Professor Mehta didn’t offer sympathy. Instead, he pointed to a framed quote on his wall: “In IIT, you don’t learn to get the right answer. You learn to live with the wrong one long enough to find a better question.”

Success isn’t avoiding mistakes—it’s mapping them. Next time you’re stuck, stop hunting for the right answer. Write down every wrong one you can imagine. Somewhere in that graveyard of bad ideas, the real solution is buried. And unlike a perfect first try, you’ll never forget what you learned from failure.

In her final year project, she designed a low-cost air cooler for rural health clinics. It wasn’t flashy. But it worked because she had tested—and failed—with 40 different airflow patterns before finding the 41st. priya iit delhi

He then gave her a strange assignment: “For one week, don’t solve any problem. Just write down every wrong approach you can think of. The more creative the failure, the better.”

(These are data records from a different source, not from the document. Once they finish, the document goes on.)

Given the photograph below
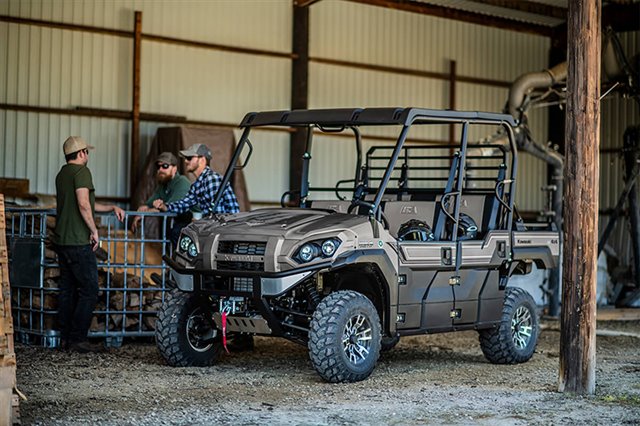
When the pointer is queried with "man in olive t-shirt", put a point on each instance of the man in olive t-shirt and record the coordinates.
(76, 238)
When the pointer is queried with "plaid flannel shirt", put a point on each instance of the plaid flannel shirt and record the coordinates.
(203, 192)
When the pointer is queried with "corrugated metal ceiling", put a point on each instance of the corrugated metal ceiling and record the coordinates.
(516, 13)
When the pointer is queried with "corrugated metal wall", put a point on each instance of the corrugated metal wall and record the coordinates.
(372, 35)
(64, 69)
(617, 114)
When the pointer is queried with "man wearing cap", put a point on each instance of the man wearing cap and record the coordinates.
(172, 186)
(75, 239)
(204, 189)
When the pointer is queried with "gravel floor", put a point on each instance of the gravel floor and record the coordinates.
(438, 379)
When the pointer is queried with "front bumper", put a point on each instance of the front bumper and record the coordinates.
(257, 283)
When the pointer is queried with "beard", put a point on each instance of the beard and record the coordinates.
(163, 179)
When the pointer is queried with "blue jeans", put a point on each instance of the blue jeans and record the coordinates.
(78, 291)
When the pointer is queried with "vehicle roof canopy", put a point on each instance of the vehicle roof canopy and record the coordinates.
(344, 117)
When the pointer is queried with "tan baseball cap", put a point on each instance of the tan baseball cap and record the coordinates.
(167, 157)
(75, 144)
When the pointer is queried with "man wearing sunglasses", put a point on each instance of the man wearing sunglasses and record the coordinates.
(172, 186)
(204, 189)
(75, 240)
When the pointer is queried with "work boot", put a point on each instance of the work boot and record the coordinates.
(86, 347)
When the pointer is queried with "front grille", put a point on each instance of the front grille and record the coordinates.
(256, 248)
(240, 266)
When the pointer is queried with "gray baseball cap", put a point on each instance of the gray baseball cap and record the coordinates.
(197, 150)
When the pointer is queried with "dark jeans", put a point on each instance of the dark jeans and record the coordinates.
(78, 291)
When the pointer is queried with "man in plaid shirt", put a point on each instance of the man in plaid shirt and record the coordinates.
(204, 189)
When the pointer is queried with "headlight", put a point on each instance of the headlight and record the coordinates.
(319, 248)
(192, 251)
(328, 248)
(185, 242)
(308, 252)
(188, 246)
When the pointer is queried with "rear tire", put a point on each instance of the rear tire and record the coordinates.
(514, 340)
(185, 332)
(344, 337)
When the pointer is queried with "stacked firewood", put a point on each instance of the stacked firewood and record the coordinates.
(128, 298)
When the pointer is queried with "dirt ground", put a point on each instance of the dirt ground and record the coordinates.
(437, 379)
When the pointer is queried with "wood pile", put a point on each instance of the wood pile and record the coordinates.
(128, 298)
(8, 401)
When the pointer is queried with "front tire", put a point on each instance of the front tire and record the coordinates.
(344, 337)
(516, 337)
(185, 332)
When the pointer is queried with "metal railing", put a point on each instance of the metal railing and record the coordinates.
(131, 273)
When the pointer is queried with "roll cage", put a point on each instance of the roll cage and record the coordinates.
(337, 120)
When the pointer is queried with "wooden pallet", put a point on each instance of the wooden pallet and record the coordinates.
(8, 403)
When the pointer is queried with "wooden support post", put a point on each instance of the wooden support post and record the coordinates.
(299, 90)
(135, 115)
(581, 176)
(452, 99)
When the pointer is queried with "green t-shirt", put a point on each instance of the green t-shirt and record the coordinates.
(70, 227)
(174, 190)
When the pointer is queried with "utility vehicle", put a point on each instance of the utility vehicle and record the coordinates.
(423, 239)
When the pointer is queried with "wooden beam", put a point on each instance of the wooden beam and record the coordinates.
(581, 191)
(460, 15)
(65, 26)
(528, 7)
(304, 3)
(146, 37)
(135, 108)
(299, 91)
(412, 72)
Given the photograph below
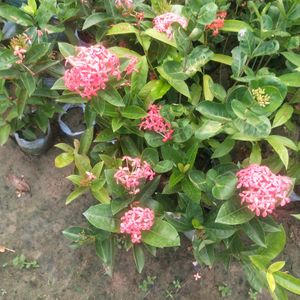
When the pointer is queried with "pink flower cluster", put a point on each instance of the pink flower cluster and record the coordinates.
(133, 174)
(155, 122)
(135, 221)
(91, 69)
(262, 189)
(124, 4)
(163, 23)
(131, 66)
(20, 52)
(217, 23)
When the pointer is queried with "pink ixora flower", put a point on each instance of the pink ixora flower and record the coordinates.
(263, 190)
(132, 65)
(124, 4)
(217, 23)
(155, 122)
(90, 70)
(163, 23)
(132, 175)
(136, 220)
(197, 276)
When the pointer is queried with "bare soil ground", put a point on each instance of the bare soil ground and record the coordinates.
(32, 225)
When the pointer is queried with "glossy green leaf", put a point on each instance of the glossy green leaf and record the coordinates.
(233, 213)
(288, 282)
(139, 78)
(133, 112)
(64, 159)
(139, 257)
(291, 79)
(161, 235)
(224, 148)
(94, 19)
(15, 15)
(101, 217)
(255, 232)
(75, 194)
(235, 26)
(214, 111)
(66, 49)
(279, 148)
(163, 166)
(225, 186)
(283, 115)
(162, 37)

By third year, Priya became the person juniors came to when stuck. Not because she was the smartest, but because she had the longest list of “things that don’t work.” She started a small group called The Wrong Turn Club , where people shared failed approaches openly, without shame. Professor Mehta didn’t offer sympathy

Priya thought he was mocking her. But she tried. On day three, she listed 17 wrong ways to solve a heat exchanger problem—one involved monkeys and fans. On day five, while writing a particularly absurd wrong method, she saw the right path.

Priya had dreamt of IIT Delhi since she was fourteen—not for the fame, but for the library. She’d heard it had three floors of engineering archives and a silent reading room facing the rose garden. Next time you’re stuck, stop hunting for the right answer

That week, her understanding deepened more than in the previous month.